You Are Not My Mother

by Hope Madden

It’s March. At our house, that means it’s time for Irish horror movies. The Hallow, A Dark Song, The Hole in the Ground —the films that tread that fertile island’s folktales are always among the best.

Writer/director Kate Dolan’s You Are Not My Mother does just that. Her opening sequence will leave you on edge, wondering what you may have gotten yourself into. After that, she settles into a family drama twisted around the kind of visitors that have been scurrying off with Irish folks and tormenting families for centuries.

Hazel Doupe is Char, an unpopular high school girl with serious problems at home. Her ma, Angela (Carolyn Bracken), barely gets out of bed and Granny’s (Ingrid Craigle) gout keeps her sidelined. Things aren’t much better at school, where she’s the object of bullying.

Plus, there are the nightmares.

The film is a blend of dysfunctional drama and folk horror. At times the story seems allegorical of mental illness — bipolar disorder, in particular. Dolan and a game cast explore the specific pain and yearning that goes along with wanting so badly to save a person you love from themselves.

At the same time, they dig into the horror of looking into familiar eyes and finding no one you recognize, but maybe someone who means you harm.

Dolan’s equally invested in spinning an Irish folk horror yarn, and Bracken is entirely on board here. As Angela transforms bit by bit, Bracken embraces the vitality of the new presence Mom has become. She makes the most of some terrifyingly intimate horrors, and one particular dance sequence is enough to leave a mark.

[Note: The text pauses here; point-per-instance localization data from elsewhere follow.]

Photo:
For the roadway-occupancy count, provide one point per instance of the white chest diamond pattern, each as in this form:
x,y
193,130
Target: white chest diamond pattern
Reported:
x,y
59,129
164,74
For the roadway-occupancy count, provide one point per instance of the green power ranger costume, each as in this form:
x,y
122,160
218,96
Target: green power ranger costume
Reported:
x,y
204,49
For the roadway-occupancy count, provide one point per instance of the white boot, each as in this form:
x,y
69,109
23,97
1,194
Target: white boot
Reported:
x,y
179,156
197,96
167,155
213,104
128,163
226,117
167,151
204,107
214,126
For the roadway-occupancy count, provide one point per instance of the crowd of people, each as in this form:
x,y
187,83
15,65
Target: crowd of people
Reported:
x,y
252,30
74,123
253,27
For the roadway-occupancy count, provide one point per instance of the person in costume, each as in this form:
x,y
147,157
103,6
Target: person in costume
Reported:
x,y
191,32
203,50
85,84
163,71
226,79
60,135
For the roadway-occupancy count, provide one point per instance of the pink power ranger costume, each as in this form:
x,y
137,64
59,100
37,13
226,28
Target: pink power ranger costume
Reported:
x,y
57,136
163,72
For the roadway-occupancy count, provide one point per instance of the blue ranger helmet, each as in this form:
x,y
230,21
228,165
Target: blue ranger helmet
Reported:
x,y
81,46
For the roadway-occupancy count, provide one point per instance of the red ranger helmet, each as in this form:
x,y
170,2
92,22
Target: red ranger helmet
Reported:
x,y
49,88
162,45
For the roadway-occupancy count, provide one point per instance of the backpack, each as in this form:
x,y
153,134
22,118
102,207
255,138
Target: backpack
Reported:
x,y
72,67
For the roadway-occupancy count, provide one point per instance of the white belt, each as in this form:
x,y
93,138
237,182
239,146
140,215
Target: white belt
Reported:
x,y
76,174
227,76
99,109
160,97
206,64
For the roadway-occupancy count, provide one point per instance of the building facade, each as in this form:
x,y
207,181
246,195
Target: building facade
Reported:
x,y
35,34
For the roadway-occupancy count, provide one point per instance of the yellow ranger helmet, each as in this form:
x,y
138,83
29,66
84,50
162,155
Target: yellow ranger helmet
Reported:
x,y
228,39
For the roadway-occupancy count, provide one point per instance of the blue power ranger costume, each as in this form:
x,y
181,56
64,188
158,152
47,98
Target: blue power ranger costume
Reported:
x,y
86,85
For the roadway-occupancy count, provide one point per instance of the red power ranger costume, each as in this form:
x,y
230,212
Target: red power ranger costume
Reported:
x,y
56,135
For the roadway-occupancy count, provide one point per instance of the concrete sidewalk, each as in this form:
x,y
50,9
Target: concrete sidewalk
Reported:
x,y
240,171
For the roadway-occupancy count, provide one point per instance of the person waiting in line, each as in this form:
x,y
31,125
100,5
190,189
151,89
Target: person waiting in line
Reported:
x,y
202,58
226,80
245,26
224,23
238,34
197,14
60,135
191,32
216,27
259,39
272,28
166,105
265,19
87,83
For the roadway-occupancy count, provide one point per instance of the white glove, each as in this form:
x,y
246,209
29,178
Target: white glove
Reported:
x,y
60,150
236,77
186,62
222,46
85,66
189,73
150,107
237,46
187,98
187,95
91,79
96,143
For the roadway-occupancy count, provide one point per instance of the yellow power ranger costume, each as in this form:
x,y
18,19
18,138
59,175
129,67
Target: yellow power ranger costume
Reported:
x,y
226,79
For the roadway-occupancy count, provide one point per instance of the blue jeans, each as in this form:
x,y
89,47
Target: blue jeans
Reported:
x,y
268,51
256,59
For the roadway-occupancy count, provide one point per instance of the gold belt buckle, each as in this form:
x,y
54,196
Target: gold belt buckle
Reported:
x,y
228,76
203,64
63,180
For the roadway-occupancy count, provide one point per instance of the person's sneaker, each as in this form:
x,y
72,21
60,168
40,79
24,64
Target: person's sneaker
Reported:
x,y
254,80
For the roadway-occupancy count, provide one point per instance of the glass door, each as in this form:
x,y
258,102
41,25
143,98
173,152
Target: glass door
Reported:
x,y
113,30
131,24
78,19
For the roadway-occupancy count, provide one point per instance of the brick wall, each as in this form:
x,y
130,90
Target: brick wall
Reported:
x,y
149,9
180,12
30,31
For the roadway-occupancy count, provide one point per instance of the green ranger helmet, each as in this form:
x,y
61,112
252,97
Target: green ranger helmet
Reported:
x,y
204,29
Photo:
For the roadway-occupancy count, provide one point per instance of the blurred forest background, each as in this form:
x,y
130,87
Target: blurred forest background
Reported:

Doupe leans toward listlessness as the central figure, essentially trying to be invisible until she can escape her adolescent hell. The performance style often works, but at times leaves the film wanting for a little charisma.

But it’s a small criticism of a film that so cleverly points toward Ireland’s pagan mythology as not the evil nor the good, but the truth that’s working under everybody’s noses whether they admit it or not.